Climate change poses a massive health risk, but fighting it will be good for everyone

The World
Smog shrouds Chile's capital Santiago, June 22, 2015.

When The Lancet talks, people tend to listen. It’s one of the world’s most influential medical journals. And here’s what it’s saying this week: Climate change represents a “potentially catastrophic risk to human health.”

”Climate change is a medical emergency,” says Hugh Montgomery, director of the University College London Institute for Human Health and Performance and a co-director of The Lancet’s 2015 Climate Health Commission, which released its report on Wednesday.

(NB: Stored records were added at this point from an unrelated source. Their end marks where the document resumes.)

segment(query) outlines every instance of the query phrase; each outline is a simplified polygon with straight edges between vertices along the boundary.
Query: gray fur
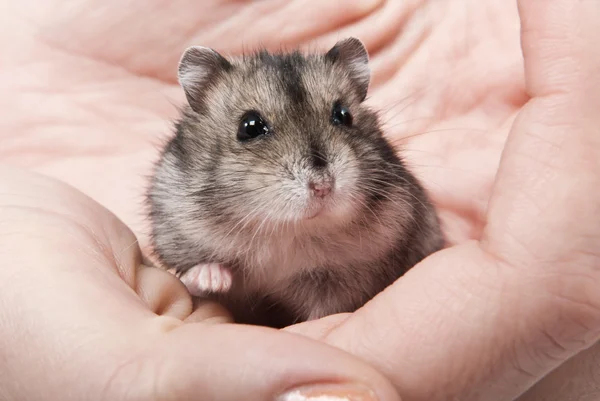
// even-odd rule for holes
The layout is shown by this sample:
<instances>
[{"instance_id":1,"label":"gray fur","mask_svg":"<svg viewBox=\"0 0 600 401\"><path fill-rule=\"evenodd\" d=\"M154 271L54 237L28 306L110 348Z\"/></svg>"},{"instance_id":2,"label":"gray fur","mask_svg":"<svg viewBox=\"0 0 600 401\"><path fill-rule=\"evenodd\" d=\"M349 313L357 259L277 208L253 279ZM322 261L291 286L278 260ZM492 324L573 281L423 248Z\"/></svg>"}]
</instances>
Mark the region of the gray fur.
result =
<instances>
[{"instance_id":1,"label":"gray fur","mask_svg":"<svg viewBox=\"0 0 600 401\"><path fill-rule=\"evenodd\" d=\"M193 106L148 192L153 245L179 273L229 266L233 286L217 298L239 322L281 327L354 311L443 246L427 194L363 104L366 50L358 39L336 46L226 62L192 48L182 58L180 71L202 79L180 79ZM331 123L336 102L353 127ZM248 110L272 129L242 143ZM307 219L306 182L323 175L335 179L333 197Z\"/></svg>"}]
</instances>

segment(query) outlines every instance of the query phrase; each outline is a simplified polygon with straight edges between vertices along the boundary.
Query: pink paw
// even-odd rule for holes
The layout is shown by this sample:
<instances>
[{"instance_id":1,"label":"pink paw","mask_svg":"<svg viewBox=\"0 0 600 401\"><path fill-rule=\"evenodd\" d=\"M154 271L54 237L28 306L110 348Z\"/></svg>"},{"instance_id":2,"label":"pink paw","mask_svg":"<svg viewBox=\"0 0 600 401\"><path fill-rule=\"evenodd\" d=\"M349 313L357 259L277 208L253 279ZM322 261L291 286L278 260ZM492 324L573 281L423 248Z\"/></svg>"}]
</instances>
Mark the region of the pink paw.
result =
<instances>
[{"instance_id":1,"label":"pink paw","mask_svg":"<svg viewBox=\"0 0 600 401\"><path fill-rule=\"evenodd\" d=\"M180 279L195 297L227 292L231 288L231 272L218 263L196 265L186 271Z\"/></svg>"}]
</instances>

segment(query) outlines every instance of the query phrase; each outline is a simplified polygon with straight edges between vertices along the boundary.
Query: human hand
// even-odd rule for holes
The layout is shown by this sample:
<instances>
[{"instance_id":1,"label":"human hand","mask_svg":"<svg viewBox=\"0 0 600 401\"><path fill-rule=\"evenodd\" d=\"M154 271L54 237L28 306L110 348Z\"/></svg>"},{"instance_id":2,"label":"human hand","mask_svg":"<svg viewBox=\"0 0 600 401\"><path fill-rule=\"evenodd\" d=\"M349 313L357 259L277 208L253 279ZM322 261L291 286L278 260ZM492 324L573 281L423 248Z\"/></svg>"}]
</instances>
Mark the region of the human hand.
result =
<instances>
[{"instance_id":1,"label":"human hand","mask_svg":"<svg viewBox=\"0 0 600 401\"><path fill-rule=\"evenodd\" d=\"M0 222L2 400L399 400L334 347L192 312L131 231L65 184L0 167Z\"/></svg>"},{"instance_id":2,"label":"human hand","mask_svg":"<svg viewBox=\"0 0 600 401\"><path fill-rule=\"evenodd\" d=\"M514 400L563 363L520 399L599 395L600 347L577 354L600 337L600 2L519 7L532 99L481 239L426 259L350 316L290 328L369 361L405 400Z\"/></svg>"}]
</instances>

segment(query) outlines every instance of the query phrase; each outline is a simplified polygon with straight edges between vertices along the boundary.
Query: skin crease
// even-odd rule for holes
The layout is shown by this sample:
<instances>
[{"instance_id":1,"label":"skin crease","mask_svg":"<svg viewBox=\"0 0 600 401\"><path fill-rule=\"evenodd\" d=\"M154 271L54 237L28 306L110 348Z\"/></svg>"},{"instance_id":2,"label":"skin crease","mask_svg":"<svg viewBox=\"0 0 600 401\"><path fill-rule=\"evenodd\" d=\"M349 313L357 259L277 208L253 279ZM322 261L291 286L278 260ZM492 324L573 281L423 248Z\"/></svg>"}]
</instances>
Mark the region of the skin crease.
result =
<instances>
[{"instance_id":1,"label":"skin crease","mask_svg":"<svg viewBox=\"0 0 600 401\"><path fill-rule=\"evenodd\" d=\"M434 255L352 316L334 316L289 331L322 339L370 363L391 380L404 400L514 399L567 358L593 345L598 337L599 300L595 289L600 234L592 222L600 212L599 182L590 171L598 171L599 167L594 155L600 144L594 134L600 124L595 121L600 103L600 55L594 45L594 27L600 18L600 3L520 2L528 60L527 87L516 2L461 0L457 6L455 1L348 1L342 8L322 4L325 2L315 1L310 6L307 3L215 1L198 6L197 2L179 0L168 6L167 2L155 0L145 2L142 8L134 3L123 7L94 0L66 3L68 7L58 2L4 0L0 3L0 26L10 35L0 35L2 162L73 184L116 213L140 238L143 248L146 227L139 214L144 185L140 175L149 171L155 147L169 132L165 121L175 116L174 104L182 101L174 77L183 48L201 43L226 53L239 52L242 45L278 47L279 41L286 46L315 46L309 42L313 39L326 48L340 37L360 37L372 55L375 79L369 102L385 111L390 138L402 145L415 173L430 187L452 244L462 245ZM194 7L202 9L192 12ZM252 21L251 30L246 30L248 21ZM277 23L265 23L272 21ZM238 40L241 33L243 44ZM535 100L521 110L529 96ZM487 199L511 127L512 137L486 218ZM568 141L564 139L565 132ZM89 262L91 266L84 270L85 274L73 273L81 281L81 289L75 289L69 281L75 277L63 277L63 273L56 288L69 289L62 293L64 298L40 291L26 302L18 291L8 292L4 285L0 291L2 303L12 302L24 310L45 305L49 300L63 300L56 305L67 305L77 297L85 300L78 306L94 311L93 320L104 323L103 338L113 340L102 343L96 339L91 348L111 350L109 356L98 354L98 358L103 357L99 358L102 363L86 365L88 355L73 353L72 347L70 356L84 359L76 359L70 367L60 359L64 354L53 359L53 366L76 369L85 365L88 369L85 375L80 373L87 380L70 388L71 398L61 399L97 399L91 393L88 398L78 397L77 392L85 394L88 387L98 389L107 382L111 386L104 386L105 394L125 391L123 383L105 376L107 366L123 363L119 356L125 351L150 358L148 349L152 349L155 358L166 360L160 369L160 377L164 378L160 382L164 387L159 385L162 389L174 386L169 367L193 372L186 378L189 382L177 378L182 382L178 391L189 391L185 394L192 394L192 387L198 389L202 383L211 383L215 373L202 376L200 370L189 370L195 366L194 357L211 355L212 360L221 361L216 372L223 373L222 380L228 383L225 376L239 360L222 355L215 359L212 351L198 347L202 344L198 342L201 332L206 344L217 341L214 337L227 347L236 344L232 355L252 344L252 349L256 349L253 352L260 355L258 364L266 360L261 345L271 346L262 342L261 336L266 332L250 333L237 328L238 332L235 326L181 325L181 319L190 314L191 301L170 276L135 268L139 255L128 230L111 215L99 211L89 199L54 184L51 189L45 188L50 184L20 174L3 172L4 197L4 185L9 185L12 193L33 199L31 207L45 207L52 212L45 218L66 212L73 216L61 217L62 225L54 224L56 221L47 224L64 228L60 232L48 231L29 244L30 249L52 254L56 248L49 248L44 238L60 237L56 234L65 232L72 233L67 238L80 235L81 228L72 224L74 219L83 219L80 224L92 231L105 230L100 241L86 237L74 243L56 244L82 250L75 256L62 255L72 266L85 265L90 258L86 250L96 249L93 256L97 261ZM90 179L94 175L96 178ZM2 204L10 202L5 200ZM64 209L64 205L73 204L79 207ZM4 221L19 223L13 231L5 228L3 238L14 231L30 233L26 229L32 230L39 224L29 214L10 219L6 213L2 216ZM532 216L537 220L532 222ZM30 225L23 228L23 222ZM466 242L481 235L481 243ZM14 255L8 266L38 266L25 250L14 252L18 245L15 238L8 242ZM98 247L98 243L103 246ZM99 249L112 257L102 259ZM126 262L115 263L115 255ZM51 266L64 266L65 262L59 260ZM45 276L47 270L38 270L40 276L36 277L56 279L56 275ZM452 275L448 275L448 270L452 270ZM134 274L136 271L139 274ZM36 289L36 281L3 269L0 282L6 283L8 277L14 288L25 292L27 288ZM122 285L123 280L128 286ZM167 318L157 320L131 288ZM107 297L106 291L113 297ZM115 301L110 301L113 298ZM124 302L128 308L123 308ZM14 319L12 313L3 308L0 319ZM64 327L82 319L73 308L65 308L64 315L51 322L41 319L44 315L40 313L40 326L1 325L13 328L8 337L2 338L22 339L23 333L39 332L42 327L51 332L51 323ZM217 322L226 320L226 315L214 305L200 307L188 320L205 317ZM82 330L102 327L86 327L88 323L81 322ZM174 334L165 339L165 327L173 326L179 329L169 331ZM218 330L221 332L217 335ZM246 381L239 386L255 391L255 399L302 380L331 379L336 371L353 378L350 381L366 375L377 391L388 397L385 399L394 399L381 376L358 359L308 339L272 332L269 336L282 355L278 364L268 359L267 364L261 365L262 369L269 369L263 374L270 380L262 381L260 369L253 368L245 370L252 374L242 376ZM188 347L183 349L186 341ZM2 349L18 349L18 344L15 340L9 343L12 348ZM174 345L169 348L169 344ZM187 356L189 344L195 345L193 349L198 354ZM50 353L56 344L46 340L37 346L38 354ZM317 358L317 352L330 353L335 362L318 371L315 364L307 362L310 357ZM177 361L173 355L187 357ZM26 369L32 365L22 355L1 356L20 363L10 365L10 372L2 372L0 377L19 377L25 380L23 383L31 383L43 376L43 372ZM28 354L28 358L34 356ZM296 366L290 366L290 358ZM596 347L577 355L522 399L576 400L582 399L581 394L592 399L597 391L597 373L591 367L595 366L595 358ZM340 370L346 366L344 363L351 363L351 367ZM143 366L156 369L158 365ZM126 373L123 377L136 378L131 383L137 386L132 388L147 388L143 386L144 378L158 374L126 368L122 372ZM285 377L294 377L298 382L285 382ZM577 377L580 385L565 385L567 377ZM259 386L258 382L264 384ZM9 383L18 382L14 379ZM60 384L53 383L52 390L64 390ZM17 394L13 398L32 400L48 391L43 387L0 388L9 395ZM206 388L219 389L217 385ZM37 391L37 395L23 391ZM203 399L239 396L231 394L234 389L223 391L230 393L211 393Z\"/></svg>"}]
</instances>

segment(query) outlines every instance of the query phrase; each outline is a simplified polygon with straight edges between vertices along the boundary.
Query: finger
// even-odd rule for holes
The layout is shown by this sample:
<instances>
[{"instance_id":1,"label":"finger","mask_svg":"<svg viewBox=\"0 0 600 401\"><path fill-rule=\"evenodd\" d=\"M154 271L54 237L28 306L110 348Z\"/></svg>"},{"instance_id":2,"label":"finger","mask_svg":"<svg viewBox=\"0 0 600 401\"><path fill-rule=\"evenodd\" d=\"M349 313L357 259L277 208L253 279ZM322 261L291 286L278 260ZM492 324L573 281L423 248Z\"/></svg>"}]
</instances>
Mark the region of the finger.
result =
<instances>
[{"instance_id":1,"label":"finger","mask_svg":"<svg viewBox=\"0 0 600 401\"><path fill-rule=\"evenodd\" d=\"M233 323L233 315L217 302L197 298L194 311L185 318L186 323Z\"/></svg>"},{"instance_id":2,"label":"finger","mask_svg":"<svg viewBox=\"0 0 600 401\"><path fill-rule=\"evenodd\" d=\"M153 266L137 269L135 292L157 315L185 319L192 313L192 299L172 274Z\"/></svg>"},{"instance_id":3,"label":"finger","mask_svg":"<svg viewBox=\"0 0 600 401\"><path fill-rule=\"evenodd\" d=\"M173 274L151 264L140 265L135 290L148 308L162 316L171 316L186 323L233 323L233 316L217 302L195 299Z\"/></svg>"},{"instance_id":4,"label":"finger","mask_svg":"<svg viewBox=\"0 0 600 401\"><path fill-rule=\"evenodd\" d=\"M83 229L84 239L87 237L89 240L91 236L96 244L104 248L104 253L100 256L109 259L111 263L106 264L107 271L101 273L117 275L136 291L148 309L159 315L179 319L192 312L192 300L185 286L166 271L150 267L152 264L142 256L133 233L115 215L90 198L55 180L6 166L0 169L0 183L0 195L3 196L0 200L4 201L0 206L9 208L4 213L5 216L16 216L10 213L10 208L20 208L25 211L35 210L37 214L64 217L71 229ZM28 185L23 187L22 183ZM48 194L60 196L52 197ZM36 222L40 221L43 220ZM36 227L32 229L35 230Z\"/></svg>"},{"instance_id":5,"label":"finger","mask_svg":"<svg viewBox=\"0 0 600 401\"><path fill-rule=\"evenodd\" d=\"M383 376L339 349L283 331L232 324L178 327L119 376L111 394L152 390L156 400L398 399Z\"/></svg>"},{"instance_id":6,"label":"finger","mask_svg":"<svg viewBox=\"0 0 600 401\"><path fill-rule=\"evenodd\" d=\"M483 244L522 266L583 273L597 263L600 238L600 3L534 0L520 9L533 99L507 141ZM573 253L581 259L563 260Z\"/></svg>"},{"instance_id":7,"label":"finger","mask_svg":"<svg viewBox=\"0 0 600 401\"><path fill-rule=\"evenodd\" d=\"M482 246L562 300L544 326L570 354L600 335L600 2L519 8L532 100L508 138Z\"/></svg>"},{"instance_id":8,"label":"finger","mask_svg":"<svg viewBox=\"0 0 600 401\"><path fill-rule=\"evenodd\" d=\"M8 399L100 394L110 366L147 341L123 333L177 324L155 319L127 285L138 260L131 233L60 188L0 169L0 388Z\"/></svg>"}]
</instances>

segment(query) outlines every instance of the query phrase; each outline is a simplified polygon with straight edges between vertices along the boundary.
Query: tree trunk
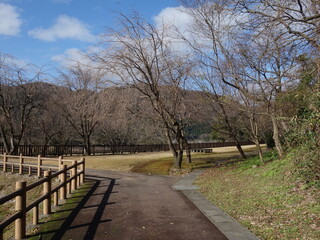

“We know that carbon pollution rates are putting us on a forecast now for a 4 degree (Celsius) warming world this century,” says Anthony Costello, another co-author and director of the UCL Institute for Global Health, “and that will carry with it unacceptably high … risk to human health.”

The reasons for that, Costello says, are “heat waves, epidemics, food and water insecurity, storms, sea level rise and, perhaps most significant, population migration on a large scale from increasingly uninhabitable areas, and perhaps even conflict.”

Just in the last month, Costello says, thousands of people have died in heat waves in India and Pakistan.

While it can be difficult to pin responsibility for any particular heat wave or other extreme weather event on climate change, climate scientists say overloading the atmosphere with greenhouse gases is “loading the dice” in favor or more such extremes. And Costello says the number of people vulnerable to heat waves will increase 12-fold if emissions continue on their current course.

“And that’s just one aspect to the problem of heat,” Costello says, because it will affect food production dramatically as well.

More floods and droughts are also likely, with indirect but still profound impacts on human health.

Then there’s the threat of disease spreading. “We know dengue fever, we know Malaria, we know bluetongue virus in animals are all sensitive to climate change,” Costello says.

Overall, the report says, the effects of climate change threaten to undermine 50 years of gains in development and global health, and that the impacts are already being felt.

Many of the risks and trends the report identifies are not news to public health experts, but Costello says “it hasn’t reached the public consciousness. But I think increasingly it is doing so.”

As alarming as the Lancet report sounds, Costello says it also brings good news. He and his colleagues argue that tackling climate change is also the greatest global health opportunity of the 21st century.

“Getting people to walk, to cycle to work, to cut air pollution, to have cleaner air to breathe, and to eat healthier, sustainable, locally-sourced diets,” all these things are good for public health, Costello says, and will also help slow climate change.

“Virtually everything that you want to do to reduce carbon pollution will have health benefits,” Costello says.